= Petty treason =

Offence under the common law of England

Petty treason or petit treason was an offence under the common law of England in which a person killed or otherwise violated the authority of a social superior, other than the king. In England and Wales, petty treason ceased to be a distinct offence from murder by virtue of the Offences against the Person Act 1828. It was abolished in Ireland in 1829. It never existed in Scotland. It has also been abolished in other common-law countries.

==Element of betrayal==
The element of betrayal is the reason why this crime was considered worse than an ordinary murder; medieval and post-medieval society rested on a framework in which each person had his or her appointed place and such murders were seen as threatening this framework. Many people had somebody subordinate to them and feared the consequences if the murder of superiors was not punished harshly.

==Codification in English law==
The common law offence was codified in the Treason Act 1351. Under that Act, petty treason was an aggravated form of murder. It consisted of:

1. a wife killing her husband,
2. a clergyman killing his prelate,
3. a servant killing his master or mistress, or his master's wife.

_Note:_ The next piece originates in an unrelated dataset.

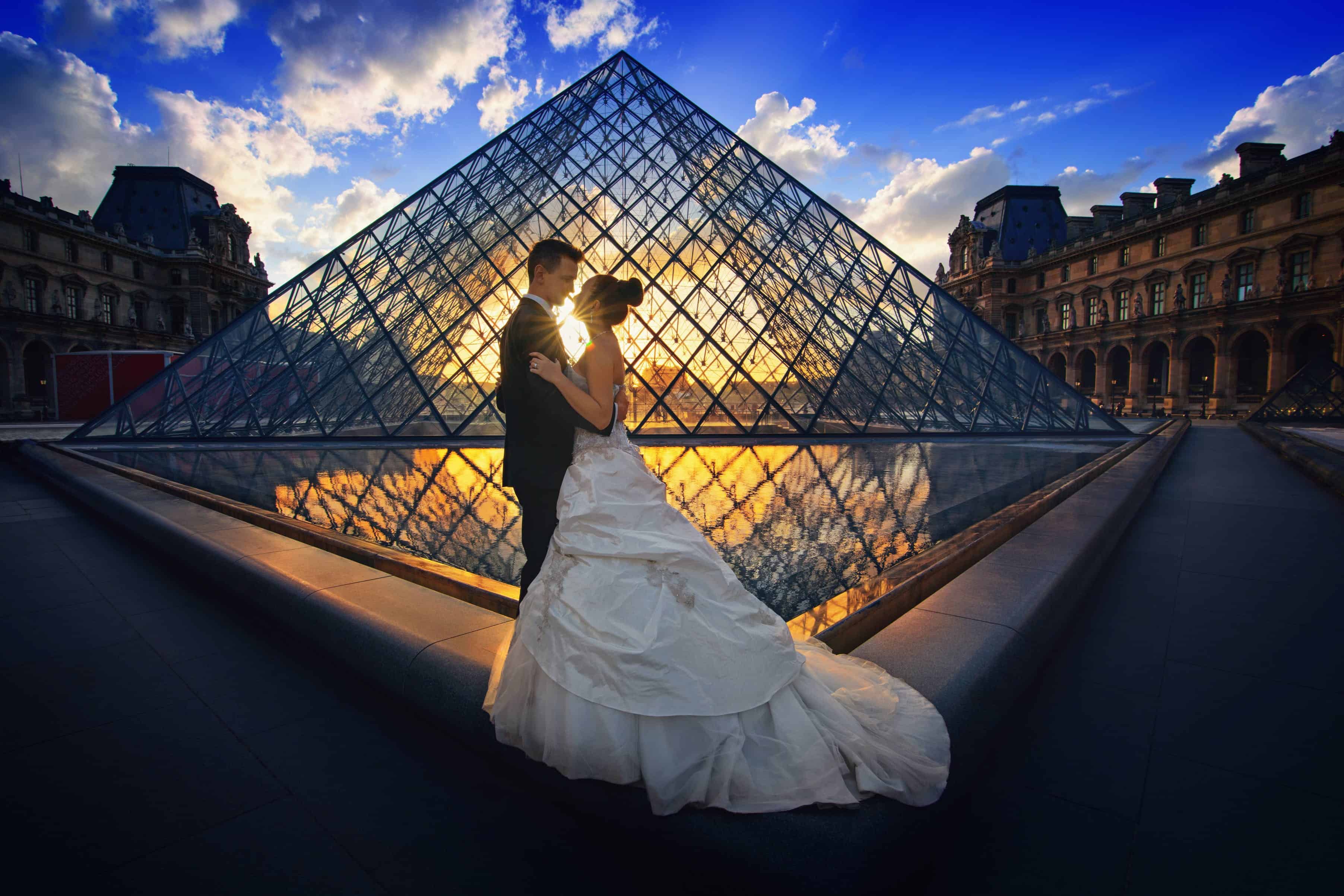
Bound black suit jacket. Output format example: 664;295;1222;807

The Act abolished three other forms of petty treason which had existed under common law:

1. a wife attempting to kill her husband,
2. a servant forging his master's seal, or
3. a servant committing adultery with his master's wife or daughter.

Counterfeiting gold or silver coin was also petty treason before the 1351 Act elevated this to high treason. However the method of execution was not changed.

==Penalty==
The punishment for a man convicted of petty treason was to be drawn to the place of execution and hanged, but not quartered as in the case of high treason. The punishment for a woman was to be burned at the stake without being drawn there (the penalty for high treason was drawing and burning). In later years the law offered a modicum of mercy to women who were to be executed in this fashion: the executioner was equipped with a cord passed around the victim's throat and, standing outside of the fire, would pull it tight, strangling her before the flames could reach her. In a few instances, however, this could go wrong, with the cord burning through and the victim burning alive; the ensuing scandals contributed to the abolition of this punishment and its replacement by hanging in 1790.

==Defences and rules of procedure==
The common law defence of provocation, by which a verdict of murder could be reduced to manslaughter, was also available in petty treason trials.

The rules of evidence and procedure in petty treason trials were the same as in high treason trials, except that the Treason Act 1695 did not apply to petty treason. Petty treason also differed from high treason in that the legal defence of benefit of clergy was available for petty treason until 1496, whereas it was never available for high treason.